Los pacientes pueden recibir:
- radiación localizada que se dirige a una zona concreta del hueso;
- radicación que se dirige a una parte más amplia de su cuerpo;
- irradiación corporal total (ICT) como preparación para un transplante de células madre.
La radioterapia puede utilizarse de formas diversas en el mieloma:
- La terapia de radiación local a dosis elevadas (con quimioterapia en algunos casos) se utiliza en el tratamiento de tumores solitarios en el hueso o el tejido esponjoso.
- La radiación a dosis elevadas de una zona amplia del cuerpo puede utilizarse para reducir la carga tumoral o como terapia de rescate.

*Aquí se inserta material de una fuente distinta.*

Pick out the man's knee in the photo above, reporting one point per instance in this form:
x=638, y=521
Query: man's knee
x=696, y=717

- La terapia de radiación local a dosis bajas se utiliza a veces como tratamiento paliativo para aliviar el dolor incontrolado y también para ayudar a prevenir o tratar las fracturas óseas o la compresión de la médula espinal.
- La irradiación corporal total se utiliza junto con dosis elevadas de quimioterapia antes de un transplante de células madre a fin de eliminar las células de mieloma de la médula ósea.
En general, la radioterapia puede provocar cansancio y pérdida de apetito en los pacientes, y también un aumento de la sensibilidad y la irritación de la piel que recubre la zona tratada. Pueden aparecer otros efectos secundarios de la radiación dependiendo del área que reciba el tratamiento.